Cobalt Strike does not have many built-in elevate options. Exploit development is not a focus of the work at Fortra. It is easy to integrate privilege escalation exploits via Cobalt Strike’s Aggressor Script programming language though. To see what this looks like, download the Elevate Kit ( The Elevate Kit is an Aggressor Script that integrates several open source privilege escalation exploits into Cobalt Strike.

Elevate with Known Credentials

runas [DOMAIN\user] [password] [command]- This runs a command as another user using their credentials. The runas command will not return any output. You may use runas from a non- privileged context though.

spawnas [DOMAIN\user] [password] [listener] - This command spawns a session as another user using their credentials. This command spawns a temporary process and injects your payload stage into it.

You may also go to [beacon] -> Access -> Spawn As to run this command as well.

With both of these commands, be aware that credentials for a non-SID 500 account will spawn a payload in a medium integrity context. You will need to use Bypass UAC to elevate to a high integrity context. Also, be aware, that you should run these commands from a working folder that the specified account can read.


getsystem - This command impersonates a token for the SYSTEM account.

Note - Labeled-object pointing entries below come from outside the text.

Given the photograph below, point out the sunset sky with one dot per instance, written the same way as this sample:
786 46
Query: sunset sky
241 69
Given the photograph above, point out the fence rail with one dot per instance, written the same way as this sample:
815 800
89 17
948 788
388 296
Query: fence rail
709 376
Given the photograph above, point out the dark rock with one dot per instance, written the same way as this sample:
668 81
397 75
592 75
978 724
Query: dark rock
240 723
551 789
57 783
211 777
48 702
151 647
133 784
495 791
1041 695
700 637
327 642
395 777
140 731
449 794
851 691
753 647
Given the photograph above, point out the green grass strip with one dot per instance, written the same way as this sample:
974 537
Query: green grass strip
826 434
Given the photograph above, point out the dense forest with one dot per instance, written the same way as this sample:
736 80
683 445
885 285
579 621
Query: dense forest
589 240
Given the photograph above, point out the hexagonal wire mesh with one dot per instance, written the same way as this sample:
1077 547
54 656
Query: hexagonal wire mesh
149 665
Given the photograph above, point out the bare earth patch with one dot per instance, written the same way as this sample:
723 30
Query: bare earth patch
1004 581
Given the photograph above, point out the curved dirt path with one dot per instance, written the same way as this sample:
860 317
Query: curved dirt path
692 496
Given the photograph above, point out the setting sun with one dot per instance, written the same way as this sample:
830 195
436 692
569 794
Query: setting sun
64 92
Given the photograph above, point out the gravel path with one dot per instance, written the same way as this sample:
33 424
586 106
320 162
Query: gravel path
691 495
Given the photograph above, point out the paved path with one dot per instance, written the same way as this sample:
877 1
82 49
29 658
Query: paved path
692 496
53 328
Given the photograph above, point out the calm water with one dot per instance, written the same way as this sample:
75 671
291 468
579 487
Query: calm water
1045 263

This level of access may allow you to perform privileged actions that are not possible as an Administrator user.

Another way to get SYSTEM is to create a service that runs a payload. The elevate svc-exe [listener] command does this. It will drop an executable that runs a payload, create a service to run it, assume control of the payload, and cleanup the service and executable.

UAC Bypass

Microsoft introduced User Account Control (UAC) in Windows Vista and refined it in Windows 7. UAC works a lot like sudo in UNIX. Day-to-day a user works with normal privileges. When the user needs to perform a privileged action—the system asks if they would like to elevate their rights.

Cobalt Strike ships with a few UAC bypass attacks. These attacks will not work if the current user is not an Administrator. To check if the current user is in the Administrators group, use run whoami /groups.

elevate uac-token-duplication [listener] - This command spawns a temporary process with elevated rights and inject a payload stage into it. This attack uses a UAC-loophole that allows a non-elevated process to launch an arbitrary process with a token stolen from an elevated process. This loophole requires the attack to remove several rights assigned to the elevated token. The abilities of your new session will reflect these restricted rights. If Always Notify is at its highest setting, this attack requires that an elevated process is already running in the current desktop session (as the same user). This attack works on Windows 7 and Windows 10 prior to the November 2018 update.

runasadmin uac-token-duplication [command] - This is the same attack described above, but this variant runs a command of your choosing in an elevated context.

runasadmin uac-cmstplua [command] - This command attempta to bypass UAC and run a command in an elevated context. This attack relies on a COM object that automatically elevates from certain process contexts (Microsoft signed, lives in c:\windows\*).


getprivs - This command enables the privileges assigned to your current access token.